都市機能としては既に邪魔者だ、と運河を埋立てその上に道路を造ろうとした行政側に対して、文化遺産だと市民レベルでの保存運動が10年以上も反対し続けた“運河戦争”は、今となってみれば何だったんだろうか。歴史への評価を現在が軽々に判断してはならない─。戦後50年に当たっての戦争責任宣言に対して、保守系の人達が反対する論拠にもなっている。
川を埋め道路にする方式は小樽では珍しくなかった。「大正期の入船通」という説明が付いて『北海道の開拓と建築』(道建築士会編)に載る写真は、北大建築史研究室所蔵=写真1。同じ写真が史談会編『写真集小樽』に「暗渠以前の入船川」としてある。中央の建物が上勢商店、右が中越銀行、左は秋野薬店。昭和初期に暗渠工事が行われ、川の両側の柳は取り払われ現在の舗装道路に変わったという。
秋野薬店の建物は1892(明治25)年に角江薬房として建てられたもので、33年に秋野に移り今は山形薬業小樽支店になって、入船通りが市道山の上線と出会う堺町ロータリーの角で健在だ。
◆繰り返す運河論争
運河は誕生する時も論争が10年以上も続き、政争小樽の名が有名になったという経緯があった。明治22年から25年にかけて、港の沿岸整備が実施された。大規模な埋立てと舟入澗が造られたが、冬の荒波で壊されてしまい、どうしても防波堤が欲しいとなる。
琵琶湖疎水の田辺朔郎に防波堤工事責任者の広井勇らが小樽港調査委員になって、明治32年に堺町の立岩から北半分の埋立てと築港プランをまとめ申請書も出した。この時から大正3年の着工までの16年間は(1)事業主体(2)運河か埠頭か(3)促進か延期か─でもめた。
運河工事が始まる以前の小樽港の様子は、明治44年発行の小樽区写真帖で見ることができる。小樽倉庫から大家、岡田と石造倉庫が続く浜町海岸風景が写真2。沖の船からの荷物は、石垣に梯子をかけて道路に待つ馬車まで人の背で運んだ。この場面の右側は海。
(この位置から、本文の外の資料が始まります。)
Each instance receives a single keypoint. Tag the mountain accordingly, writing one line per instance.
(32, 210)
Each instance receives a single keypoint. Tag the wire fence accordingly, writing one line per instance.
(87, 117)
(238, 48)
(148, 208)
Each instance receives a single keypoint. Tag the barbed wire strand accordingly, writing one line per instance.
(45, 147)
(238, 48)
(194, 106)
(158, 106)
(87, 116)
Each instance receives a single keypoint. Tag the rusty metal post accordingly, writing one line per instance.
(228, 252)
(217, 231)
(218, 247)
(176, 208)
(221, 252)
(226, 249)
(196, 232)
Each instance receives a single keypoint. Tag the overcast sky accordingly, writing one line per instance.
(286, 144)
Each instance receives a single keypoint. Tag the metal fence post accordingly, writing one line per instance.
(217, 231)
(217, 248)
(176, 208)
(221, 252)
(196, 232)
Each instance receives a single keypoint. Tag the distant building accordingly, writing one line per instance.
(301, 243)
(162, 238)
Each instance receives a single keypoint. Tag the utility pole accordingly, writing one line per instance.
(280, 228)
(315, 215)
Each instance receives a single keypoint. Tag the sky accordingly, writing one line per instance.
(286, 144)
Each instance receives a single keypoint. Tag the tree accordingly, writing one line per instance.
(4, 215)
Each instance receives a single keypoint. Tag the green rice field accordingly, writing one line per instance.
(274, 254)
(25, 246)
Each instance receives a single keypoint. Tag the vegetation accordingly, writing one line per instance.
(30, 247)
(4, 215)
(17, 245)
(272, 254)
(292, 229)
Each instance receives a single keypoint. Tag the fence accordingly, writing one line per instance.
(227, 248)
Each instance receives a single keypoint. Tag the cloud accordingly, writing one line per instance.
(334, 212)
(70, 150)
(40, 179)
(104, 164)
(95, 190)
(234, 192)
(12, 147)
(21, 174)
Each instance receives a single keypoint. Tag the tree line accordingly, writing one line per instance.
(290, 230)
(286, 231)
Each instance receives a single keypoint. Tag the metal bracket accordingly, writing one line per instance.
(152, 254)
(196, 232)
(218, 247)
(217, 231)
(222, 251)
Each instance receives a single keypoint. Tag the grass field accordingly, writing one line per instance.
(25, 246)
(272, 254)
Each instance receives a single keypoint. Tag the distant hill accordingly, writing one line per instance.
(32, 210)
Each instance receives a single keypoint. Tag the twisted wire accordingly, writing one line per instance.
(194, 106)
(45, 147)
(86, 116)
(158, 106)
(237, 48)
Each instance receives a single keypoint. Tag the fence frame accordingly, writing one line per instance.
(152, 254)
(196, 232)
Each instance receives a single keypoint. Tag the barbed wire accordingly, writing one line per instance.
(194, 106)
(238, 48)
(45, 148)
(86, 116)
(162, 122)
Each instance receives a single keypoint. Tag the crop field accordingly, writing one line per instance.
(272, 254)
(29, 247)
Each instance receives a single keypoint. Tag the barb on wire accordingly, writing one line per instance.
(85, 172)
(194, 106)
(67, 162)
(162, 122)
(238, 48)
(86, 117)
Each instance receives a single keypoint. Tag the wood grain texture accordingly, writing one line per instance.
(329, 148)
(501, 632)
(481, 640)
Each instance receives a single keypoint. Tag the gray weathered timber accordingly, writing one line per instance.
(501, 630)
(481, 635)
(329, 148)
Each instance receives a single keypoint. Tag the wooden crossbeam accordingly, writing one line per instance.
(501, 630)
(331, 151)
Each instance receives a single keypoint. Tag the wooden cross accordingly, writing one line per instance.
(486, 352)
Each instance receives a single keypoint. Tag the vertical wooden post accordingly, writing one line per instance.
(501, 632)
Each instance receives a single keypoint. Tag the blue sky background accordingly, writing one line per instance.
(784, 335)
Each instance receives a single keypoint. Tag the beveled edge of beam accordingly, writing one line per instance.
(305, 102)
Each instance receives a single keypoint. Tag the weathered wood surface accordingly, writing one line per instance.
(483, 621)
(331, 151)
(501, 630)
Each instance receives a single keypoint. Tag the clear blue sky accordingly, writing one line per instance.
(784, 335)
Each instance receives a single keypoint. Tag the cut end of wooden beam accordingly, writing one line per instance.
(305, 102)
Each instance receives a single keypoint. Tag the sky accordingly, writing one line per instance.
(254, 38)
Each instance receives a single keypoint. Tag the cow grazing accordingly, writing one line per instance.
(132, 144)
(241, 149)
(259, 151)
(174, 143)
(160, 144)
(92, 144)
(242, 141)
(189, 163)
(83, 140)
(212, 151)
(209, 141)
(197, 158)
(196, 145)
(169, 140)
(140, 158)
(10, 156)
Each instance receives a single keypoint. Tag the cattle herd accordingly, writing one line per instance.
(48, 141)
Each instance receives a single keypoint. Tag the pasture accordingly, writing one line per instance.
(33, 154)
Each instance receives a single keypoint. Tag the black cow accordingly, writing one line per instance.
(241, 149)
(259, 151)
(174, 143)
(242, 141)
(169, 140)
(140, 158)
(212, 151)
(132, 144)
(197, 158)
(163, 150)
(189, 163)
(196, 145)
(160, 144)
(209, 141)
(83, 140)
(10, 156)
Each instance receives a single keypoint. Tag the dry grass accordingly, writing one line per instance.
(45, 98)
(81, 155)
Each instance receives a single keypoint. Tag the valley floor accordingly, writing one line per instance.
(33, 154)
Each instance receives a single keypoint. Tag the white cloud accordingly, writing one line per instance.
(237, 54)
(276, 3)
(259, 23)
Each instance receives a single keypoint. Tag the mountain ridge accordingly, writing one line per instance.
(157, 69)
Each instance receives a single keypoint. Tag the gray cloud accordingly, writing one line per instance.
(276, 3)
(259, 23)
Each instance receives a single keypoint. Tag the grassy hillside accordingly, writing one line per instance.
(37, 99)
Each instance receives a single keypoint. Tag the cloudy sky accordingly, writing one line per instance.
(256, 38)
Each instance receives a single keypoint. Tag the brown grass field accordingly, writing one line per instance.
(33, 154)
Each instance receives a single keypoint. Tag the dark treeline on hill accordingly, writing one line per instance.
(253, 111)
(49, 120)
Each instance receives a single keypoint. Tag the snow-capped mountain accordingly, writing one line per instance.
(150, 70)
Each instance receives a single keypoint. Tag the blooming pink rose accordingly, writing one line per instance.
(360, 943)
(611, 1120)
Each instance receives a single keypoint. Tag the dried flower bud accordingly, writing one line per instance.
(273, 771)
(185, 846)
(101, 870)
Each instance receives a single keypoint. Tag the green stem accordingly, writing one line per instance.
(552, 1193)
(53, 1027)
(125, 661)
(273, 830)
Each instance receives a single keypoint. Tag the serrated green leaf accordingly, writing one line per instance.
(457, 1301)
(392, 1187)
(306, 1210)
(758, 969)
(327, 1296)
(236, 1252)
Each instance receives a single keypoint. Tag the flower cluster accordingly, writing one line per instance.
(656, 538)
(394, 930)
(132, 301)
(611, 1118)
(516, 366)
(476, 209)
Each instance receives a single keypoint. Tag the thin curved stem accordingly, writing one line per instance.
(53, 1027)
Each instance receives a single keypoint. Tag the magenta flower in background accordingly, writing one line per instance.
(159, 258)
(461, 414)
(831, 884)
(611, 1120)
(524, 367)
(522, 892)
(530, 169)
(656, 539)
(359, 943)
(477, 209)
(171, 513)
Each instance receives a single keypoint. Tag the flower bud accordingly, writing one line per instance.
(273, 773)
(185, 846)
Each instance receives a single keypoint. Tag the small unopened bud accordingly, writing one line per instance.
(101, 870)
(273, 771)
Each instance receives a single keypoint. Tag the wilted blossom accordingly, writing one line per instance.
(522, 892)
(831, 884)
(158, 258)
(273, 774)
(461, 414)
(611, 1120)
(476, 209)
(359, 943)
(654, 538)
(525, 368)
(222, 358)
色内舟入澗の海岸に沿って、税関支署や移民休憩所などの建物が並んでいた=写真3。右側の洋館は桟橋ビヤホールで、旅人たちの憩いの場になっていた。税関支署はここから運河工事が進むにつれて第3区埋立て地の舟入澗に移った。
◆16年目に運河着工
大正3年3月、遂に“運河式で建設促進”派が多数決で押し切って着工する。埋立て予定地に地元から切り出した石の垣で囲った中に、港内からすくい採った土砂を入れて埋める方法だった。潜水服の石工が石組をするなど人力だけが頼りだから、途中設計変更もあって6年計画が9年かかった。
海岸沿いに建つ倉庫群の前浜を埋立て、運河の幅だけ海面を残し沖側に出島を造る工事が人海戦術で進む中で、1日と休む間もなく艀荷役が続いた=写真4。
明治期の石造倉庫群が並ぶ海岸線はそのままに新しく沖に島を造ったから、運河の両岸は時代を異にする建物群が対照的なたたずまいを見せた。運河工事中に右側の北海製缶の倉庫、工場、社屋などが完成する。小樽港に浮かぶ軍艦みたいな偉観だ、と持て囃された。若槻礼次郎内務大臣を迎えた運河落成式は、できたばかりの北海製缶社屋で催されている=写真5。
幅40メートル、延長1,324メートル、水深2.4メートルの運河が完成した大正13年が小樽港の最盛期になった。港湾荷役は世界の趨勢が機械を使う埠頭式に移っていた。